Since I have had no luck whatsoever in finding a software solution that would allow my SE/30 to read my HD-20 drive contents, I would absolutely love to get my hands on one of these WSI upgrades in order to make it compatible. Not just compatible but also fast-and-compatible! But alas, I've never seen anything like this on EBAY, so I am wondering if one of these devices will ever surface. They probably have been sold on EBAY with the seller not knowing what he sold (and perhaps the buyer not knowing what he bought).

 

Mac128

Well-known member
A guy I'm buying some other stuff from has a Macbottom listed at $7.95. As usual, shipping kills it for me, so go nuts. If you end up stripping it for parts and are wondering what to do with the empty case ... PM me ;)
What are you going to do with the empty case?

I have one of these, it's the model with the built-in modem. Very clever, though they really didn't go the extra mile in case design. Hate the seam right across the middle of the case.
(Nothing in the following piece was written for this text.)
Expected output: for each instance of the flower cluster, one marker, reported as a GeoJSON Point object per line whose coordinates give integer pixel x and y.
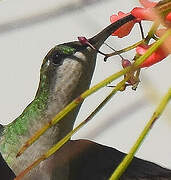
{"type": "Point", "coordinates": [147, 12]}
Aside from that small flaw, it's a far superior design to the HD-20 & SC cases which are almost an inch taller and deeper.

 

Charlieman

Well-known member
Aside from that small flaw, it's a far superior design to the HD-20 & SC cases which are almost an inch taller and deeper.
From previous threads we can read that Apple were happy to buy hard drives from the cheapest seller. A further assumption is that they designed their enclosures with expansion in mind, including tall drives. And if Apple had offered me a really fat 160MB drive in the 20SC enclosure, I'd have asked my boss to buy one.

Instead, he bought me a 160MB Rodime in a slim case. It never failed me and it looked nice.

 

Bunsen

Admin-Witchfinder-General
What are you going to do with the empty case?
Horrible, horrible things. MUAHAHAHAHAHAHA!!!

I'm looking for an aesthetically appropriate external expansion box for an SE/30 project machine.